Dementia: Manufacturing Family Contact

Maureen was determined not to see her G P yesterday morning.  She tried every delaying tactic in the book even climbing into a single bed in the box room.  I managed to let Dr Munjal know what was going on and he said: ‘you know I will see her whenever you can get her here’.  Such a wonderful G P full of empathy and so supportive to us.

Maureen’s question of ‘what about me’ has become even more valid: in the four days since her accident she has only had one phone call to check on her well-being.  So yesterday I took action to manufacture some family contact.

Just before a late lunch I raised Maeve on the phone and Maureen chatted to her favourite granddaughter for a while.  That really lifted her spirits; particularly that she was consoling Maeve for  also ‘ being in the wars’ from dropping a bowling ball on her foot the night before.  At seventeen Maeve handles Maureen’s dementia well even when she is asking about her mother who is no longer with us.

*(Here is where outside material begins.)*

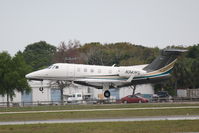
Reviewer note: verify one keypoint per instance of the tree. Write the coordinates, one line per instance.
(12, 75)
(68, 52)
(39, 54)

I opened a second front in the afternoon by summoning Aunty Clarice to sit with Maureen while I went out to buy my daughter a late birthday card.  On my return I invited us to have tea at Clarice’s and we had a great time.  When those tw0 get together it’s a laugh a minute and last night was no exception.  It helps that Clarice knows dementia well after nursing her recently departed husband for 20 years with Alzheimer’s.

We returned home around 9 pm and Maureen fell asleep on the sofa shortly afterwards.    I gave up trying to persuade Maureen to go at midnight and left her to it on the sofa.

The Baby Monitor woke me shortly after 1pm with Maureen on the move.  She was very confused saying she was ‘going to leave this Mad House as soon as possible’.  I vacated the marital bed to leave her alone in the safety of the ‘Girls Dorm’.  An hour or so later she was on the move again very frightened there was n0-one else here and she welcomed my suggestion to join her in bed.

Maureen woke this morning and asked me if she would ever get better sharing her concerns that ‘things aint what they used to be’.  As always I tried to reassure her that she continues to make good progress in her recovery from stroke.  She has decided to go back to sleep after a frustrating half an hour trying to find underwear that was comfortable: it’s going to be one of those days.  Perhaps a shopping mission might be on the cards.

There is no doubt that Maureen was lifted by contact with family yesterday.  I’m hoping that the pressure is off for those who have had a busy working week and they will be on the phone today to see how Maureen’s injuries are progressing.